Jaffa Gate, one of four main entrances to the Old City, was built by Jerusalem’s Ottoman rulers and inaugurated in 1538. It is the most common entrance for tourists entering the walled Old City - home to key holy sites in Christianity, Islam and Judaism, as well as a popular outdoor marketplace.

The restoration was part of a $4 million project launched by the Israel antiquities authority in 2007 to spruce up all four kilometres of the Old City’s walls.

The authority replaced broken stones, reattached an elaborate inscription above the gate and cleaned the facade with lye. Because Jaffa Gate provides one of the few entrances for vehicles, the stones had a decades-old coating of car exhaust residue, said Yoram Saad, who headed the renovation.

The portal stands at a right angle to the western exterior wall of the Old City, made of the same large, 16th-century sand-coloured hewn stone blocks. The entrance is about six metres high, and the wall rises another six metres above it.

The renovation project has proven challenging because of the difficulty in restoring ancient stones and the project’s political and religious overtones.

“It’s very sensitive of course and very complex from a logistical point of view,” Saad said.

Jerusalem’s mayor, Nir Barkat, said city authorities have a duty to repair and restore the walls of the Old City, calling them a “national asset” and a place for pilgrims.
Israel is spending years and a lot of money to restore a historically important part of Jerusalem - that was built by Muslims. They are doing it with the utmost sensitivity to everyone.

So why are the Palestinian Arabs upset that a part of what they consider their own heritage has been recovered?
It is an attempt to hit hard at commercial life in the Old City, especially the Muslim Quarter,” said Hatem Abdel Qader, an adviser on Jerusalem affairs to Palestinian President Mahmoud Abbas.
A prominent Palestinian Arab leader and adviser to Mahmoud Abbas sees what Israel is doing - and reflexlively assumes that it was done to hurt Arabs!

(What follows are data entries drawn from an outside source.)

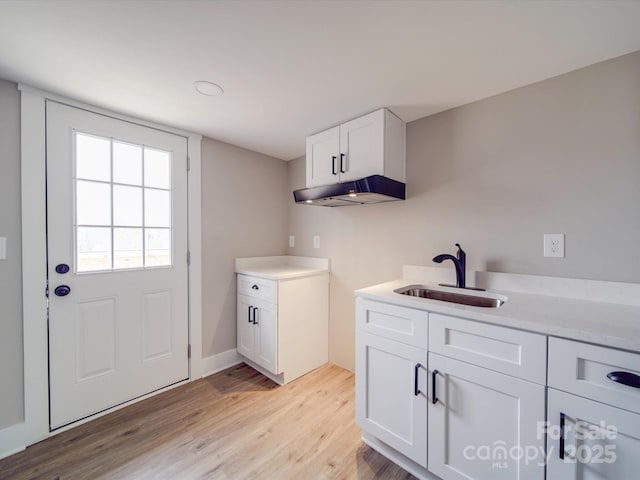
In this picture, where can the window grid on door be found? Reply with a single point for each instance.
(122, 205)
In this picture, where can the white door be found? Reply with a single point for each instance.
(117, 261)
(266, 340)
(484, 425)
(598, 442)
(362, 147)
(391, 394)
(246, 330)
(323, 160)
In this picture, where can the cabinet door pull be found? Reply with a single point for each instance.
(416, 388)
(561, 440)
(625, 378)
(434, 399)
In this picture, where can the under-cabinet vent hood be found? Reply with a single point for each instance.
(373, 189)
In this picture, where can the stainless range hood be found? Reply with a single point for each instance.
(373, 189)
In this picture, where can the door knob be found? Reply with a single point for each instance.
(62, 268)
(62, 290)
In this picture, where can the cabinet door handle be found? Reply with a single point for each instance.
(434, 398)
(416, 388)
(561, 440)
(625, 378)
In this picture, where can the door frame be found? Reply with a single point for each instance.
(34, 272)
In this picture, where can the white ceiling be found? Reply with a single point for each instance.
(292, 68)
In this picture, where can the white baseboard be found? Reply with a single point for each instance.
(220, 361)
(11, 440)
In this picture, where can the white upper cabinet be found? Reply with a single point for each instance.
(373, 144)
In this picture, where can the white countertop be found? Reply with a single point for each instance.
(611, 324)
(283, 267)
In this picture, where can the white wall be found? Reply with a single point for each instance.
(11, 392)
(244, 214)
(559, 156)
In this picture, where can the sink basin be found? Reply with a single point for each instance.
(453, 297)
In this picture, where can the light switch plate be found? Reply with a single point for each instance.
(554, 245)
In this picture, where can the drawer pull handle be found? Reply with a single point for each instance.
(561, 440)
(416, 388)
(625, 378)
(434, 374)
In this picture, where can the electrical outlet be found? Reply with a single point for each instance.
(554, 245)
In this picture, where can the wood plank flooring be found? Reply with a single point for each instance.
(234, 425)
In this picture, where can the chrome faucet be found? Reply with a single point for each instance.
(459, 261)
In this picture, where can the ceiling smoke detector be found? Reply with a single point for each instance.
(209, 89)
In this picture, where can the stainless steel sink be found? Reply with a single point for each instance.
(452, 297)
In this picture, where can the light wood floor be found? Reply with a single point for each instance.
(234, 425)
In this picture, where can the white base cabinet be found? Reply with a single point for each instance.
(589, 440)
(282, 325)
(391, 381)
(257, 331)
(391, 394)
(593, 412)
(484, 424)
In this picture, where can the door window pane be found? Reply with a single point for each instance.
(127, 163)
(127, 206)
(94, 248)
(93, 203)
(124, 222)
(157, 208)
(157, 168)
(157, 247)
(127, 248)
(93, 157)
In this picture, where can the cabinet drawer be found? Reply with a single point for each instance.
(260, 288)
(580, 368)
(506, 350)
(391, 321)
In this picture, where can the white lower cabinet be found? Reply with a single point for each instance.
(589, 440)
(257, 331)
(282, 325)
(391, 394)
(593, 412)
(484, 424)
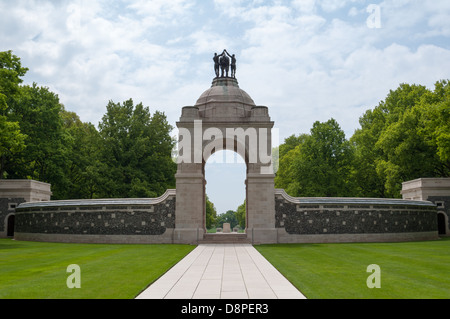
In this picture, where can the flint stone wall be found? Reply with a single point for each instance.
(111, 221)
(353, 219)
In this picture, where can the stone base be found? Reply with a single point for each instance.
(189, 236)
(285, 238)
(165, 238)
(260, 236)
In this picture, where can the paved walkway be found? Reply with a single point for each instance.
(222, 271)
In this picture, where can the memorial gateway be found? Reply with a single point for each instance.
(224, 118)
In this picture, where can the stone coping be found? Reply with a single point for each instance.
(99, 202)
(351, 201)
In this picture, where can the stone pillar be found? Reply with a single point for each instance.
(261, 208)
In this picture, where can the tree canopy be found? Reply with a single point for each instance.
(406, 136)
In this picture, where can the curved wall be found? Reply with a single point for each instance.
(98, 221)
(353, 219)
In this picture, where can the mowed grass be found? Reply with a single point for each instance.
(414, 270)
(31, 270)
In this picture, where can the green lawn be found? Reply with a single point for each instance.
(408, 270)
(30, 270)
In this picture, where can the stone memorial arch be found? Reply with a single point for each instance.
(225, 118)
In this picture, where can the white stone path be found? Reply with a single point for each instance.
(222, 271)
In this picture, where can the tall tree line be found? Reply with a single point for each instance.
(406, 136)
(129, 155)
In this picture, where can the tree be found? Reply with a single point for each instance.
(228, 217)
(211, 214)
(319, 165)
(403, 138)
(38, 112)
(136, 151)
(11, 139)
(83, 158)
(240, 215)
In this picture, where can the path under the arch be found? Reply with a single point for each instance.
(227, 271)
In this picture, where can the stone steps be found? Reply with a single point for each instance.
(221, 238)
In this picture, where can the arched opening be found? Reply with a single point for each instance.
(10, 225)
(225, 177)
(442, 229)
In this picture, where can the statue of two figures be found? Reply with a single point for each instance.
(222, 62)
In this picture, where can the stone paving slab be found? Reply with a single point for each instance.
(222, 271)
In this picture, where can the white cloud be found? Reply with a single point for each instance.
(307, 60)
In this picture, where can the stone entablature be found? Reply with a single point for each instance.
(436, 190)
(422, 188)
(29, 190)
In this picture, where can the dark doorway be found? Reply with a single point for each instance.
(441, 224)
(10, 229)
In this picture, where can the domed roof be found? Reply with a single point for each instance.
(225, 90)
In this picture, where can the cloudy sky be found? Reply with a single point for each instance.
(307, 60)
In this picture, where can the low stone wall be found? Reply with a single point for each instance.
(353, 219)
(98, 221)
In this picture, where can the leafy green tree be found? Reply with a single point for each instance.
(240, 215)
(211, 214)
(38, 112)
(11, 139)
(228, 217)
(403, 138)
(136, 151)
(319, 165)
(83, 158)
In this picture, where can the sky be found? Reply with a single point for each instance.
(307, 60)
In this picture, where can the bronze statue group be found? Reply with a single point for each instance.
(222, 62)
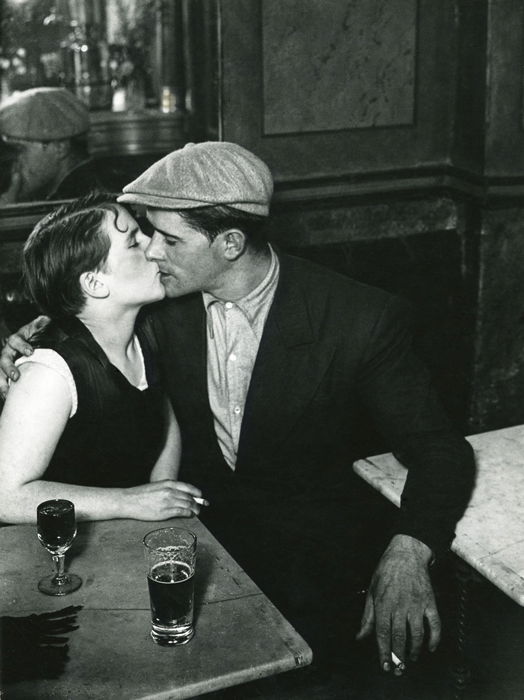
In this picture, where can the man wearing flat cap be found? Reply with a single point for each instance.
(269, 362)
(49, 126)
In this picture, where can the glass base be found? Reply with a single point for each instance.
(52, 585)
(170, 637)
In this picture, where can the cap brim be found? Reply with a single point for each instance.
(162, 202)
(157, 201)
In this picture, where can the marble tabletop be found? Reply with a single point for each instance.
(240, 635)
(490, 536)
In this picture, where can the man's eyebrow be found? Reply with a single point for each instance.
(165, 233)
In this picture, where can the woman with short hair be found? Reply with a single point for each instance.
(88, 420)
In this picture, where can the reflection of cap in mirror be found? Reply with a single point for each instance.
(43, 114)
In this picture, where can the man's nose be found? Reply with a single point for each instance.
(155, 249)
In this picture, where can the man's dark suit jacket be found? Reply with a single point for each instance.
(331, 349)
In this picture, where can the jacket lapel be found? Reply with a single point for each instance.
(290, 364)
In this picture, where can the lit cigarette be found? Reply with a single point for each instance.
(396, 661)
(201, 501)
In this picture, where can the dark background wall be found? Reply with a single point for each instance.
(395, 131)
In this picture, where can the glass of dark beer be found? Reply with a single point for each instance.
(56, 530)
(170, 560)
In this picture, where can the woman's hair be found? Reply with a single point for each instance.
(63, 245)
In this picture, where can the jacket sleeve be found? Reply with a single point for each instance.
(397, 390)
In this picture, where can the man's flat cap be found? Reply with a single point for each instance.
(204, 174)
(43, 114)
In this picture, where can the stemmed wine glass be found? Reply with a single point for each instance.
(56, 530)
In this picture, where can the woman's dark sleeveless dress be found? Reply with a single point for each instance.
(117, 433)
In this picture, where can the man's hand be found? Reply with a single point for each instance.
(15, 346)
(399, 599)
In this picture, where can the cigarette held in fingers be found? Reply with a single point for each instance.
(398, 663)
(201, 501)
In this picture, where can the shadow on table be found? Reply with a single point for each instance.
(204, 568)
(33, 646)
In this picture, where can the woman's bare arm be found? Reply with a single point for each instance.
(32, 421)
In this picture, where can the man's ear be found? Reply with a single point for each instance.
(234, 243)
(93, 286)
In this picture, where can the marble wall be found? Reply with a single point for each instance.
(351, 65)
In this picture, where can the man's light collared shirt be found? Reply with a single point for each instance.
(233, 338)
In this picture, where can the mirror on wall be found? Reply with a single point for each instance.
(144, 72)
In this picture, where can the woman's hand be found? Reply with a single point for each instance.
(16, 345)
(161, 500)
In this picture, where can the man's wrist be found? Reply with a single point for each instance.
(412, 546)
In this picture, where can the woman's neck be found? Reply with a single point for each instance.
(113, 331)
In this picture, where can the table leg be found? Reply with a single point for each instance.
(461, 670)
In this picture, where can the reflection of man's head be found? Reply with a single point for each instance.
(49, 127)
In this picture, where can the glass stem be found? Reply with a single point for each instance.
(58, 560)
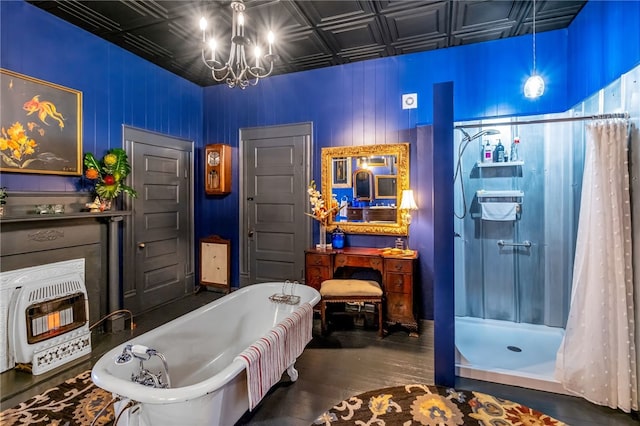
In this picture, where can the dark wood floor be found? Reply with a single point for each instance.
(347, 362)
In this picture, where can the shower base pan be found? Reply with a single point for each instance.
(509, 353)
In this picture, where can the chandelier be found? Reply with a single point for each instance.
(237, 71)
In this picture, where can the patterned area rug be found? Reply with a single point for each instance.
(75, 402)
(431, 406)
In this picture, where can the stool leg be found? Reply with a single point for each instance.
(323, 317)
(380, 330)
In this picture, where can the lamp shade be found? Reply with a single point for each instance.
(408, 203)
(534, 87)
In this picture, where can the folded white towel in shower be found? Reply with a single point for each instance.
(499, 211)
(267, 358)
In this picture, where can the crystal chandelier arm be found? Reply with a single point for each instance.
(236, 72)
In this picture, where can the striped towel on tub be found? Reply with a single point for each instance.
(267, 358)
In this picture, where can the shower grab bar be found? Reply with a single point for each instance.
(503, 243)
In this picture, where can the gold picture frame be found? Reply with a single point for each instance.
(41, 126)
(341, 172)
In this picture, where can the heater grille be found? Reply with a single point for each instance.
(55, 290)
(50, 319)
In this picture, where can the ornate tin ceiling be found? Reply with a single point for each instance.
(310, 34)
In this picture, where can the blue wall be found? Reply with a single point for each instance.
(117, 87)
(603, 43)
(349, 105)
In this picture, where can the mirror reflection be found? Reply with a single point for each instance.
(365, 182)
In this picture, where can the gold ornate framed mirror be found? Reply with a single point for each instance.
(367, 181)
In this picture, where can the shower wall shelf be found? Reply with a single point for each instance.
(504, 164)
(483, 193)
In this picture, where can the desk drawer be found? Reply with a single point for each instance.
(398, 265)
(374, 262)
(398, 283)
(318, 259)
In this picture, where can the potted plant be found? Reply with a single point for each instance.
(109, 175)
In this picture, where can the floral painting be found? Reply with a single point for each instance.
(40, 126)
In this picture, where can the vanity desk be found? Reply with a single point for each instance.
(396, 273)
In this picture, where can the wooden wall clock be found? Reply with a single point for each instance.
(217, 169)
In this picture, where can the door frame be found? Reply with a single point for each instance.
(243, 241)
(129, 243)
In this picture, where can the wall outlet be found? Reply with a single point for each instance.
(410, 101)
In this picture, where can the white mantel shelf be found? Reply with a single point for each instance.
(63, 216)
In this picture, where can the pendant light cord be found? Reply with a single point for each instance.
(534, 37)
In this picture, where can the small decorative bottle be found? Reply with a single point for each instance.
(498, 156)
(515, 155)
(487, 154)
(337, 238)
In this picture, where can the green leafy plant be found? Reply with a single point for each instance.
(3, 195)
(109, 173)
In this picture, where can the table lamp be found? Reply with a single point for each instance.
(406, 206)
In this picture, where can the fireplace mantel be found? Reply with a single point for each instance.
(30, 239)
(63, 216)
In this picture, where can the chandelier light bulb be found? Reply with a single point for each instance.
(534, 87)
(236, 71)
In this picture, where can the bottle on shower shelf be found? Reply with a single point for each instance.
(515, 155)
(487, 154)
(498, 155)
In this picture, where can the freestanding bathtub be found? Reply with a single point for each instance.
(208, 385)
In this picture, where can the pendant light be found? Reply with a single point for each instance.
(534, 87)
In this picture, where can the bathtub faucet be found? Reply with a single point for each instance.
(144, 376)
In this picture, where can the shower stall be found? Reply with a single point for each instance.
(515, 232)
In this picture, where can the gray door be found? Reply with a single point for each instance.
(159, 235)
(274, 230)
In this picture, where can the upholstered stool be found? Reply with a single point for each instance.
(350, 291)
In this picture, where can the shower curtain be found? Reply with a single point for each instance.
(597, 358)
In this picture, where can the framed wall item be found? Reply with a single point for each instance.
(372, 161)
(386, 186)
(215, 267)
(41, 126)
(341, 172)
(217, 169)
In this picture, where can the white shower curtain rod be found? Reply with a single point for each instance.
(548, 120)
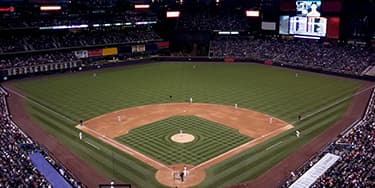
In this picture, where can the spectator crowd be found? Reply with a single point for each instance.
(65, 39)
(16, 169)
(37, 59)
(301, 53)
(356, 148)
(205, 21)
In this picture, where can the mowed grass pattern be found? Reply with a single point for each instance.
(211, 139)
(267, 89)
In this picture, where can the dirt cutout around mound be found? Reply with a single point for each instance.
(256, 125)
(182, 138)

Pioneering child psychologist Jean Piaget described four cognitive stages of childhood development. Te second stage, from ages 2-7, is called the "preoperational" stage and is described this way:
The child aged between roughly the ages of 2-7 years interprets the world around them as they see it. They are not able to recognize or understand fully the notion of cause and effect, although they are beginning to see that it exists.

..The child is yet to fully understand how our world operates. In this particular one of the child development stages, the child is still only able to interpret the world around him from what he sees and experiences. He views the world only from his own egocentric perspective.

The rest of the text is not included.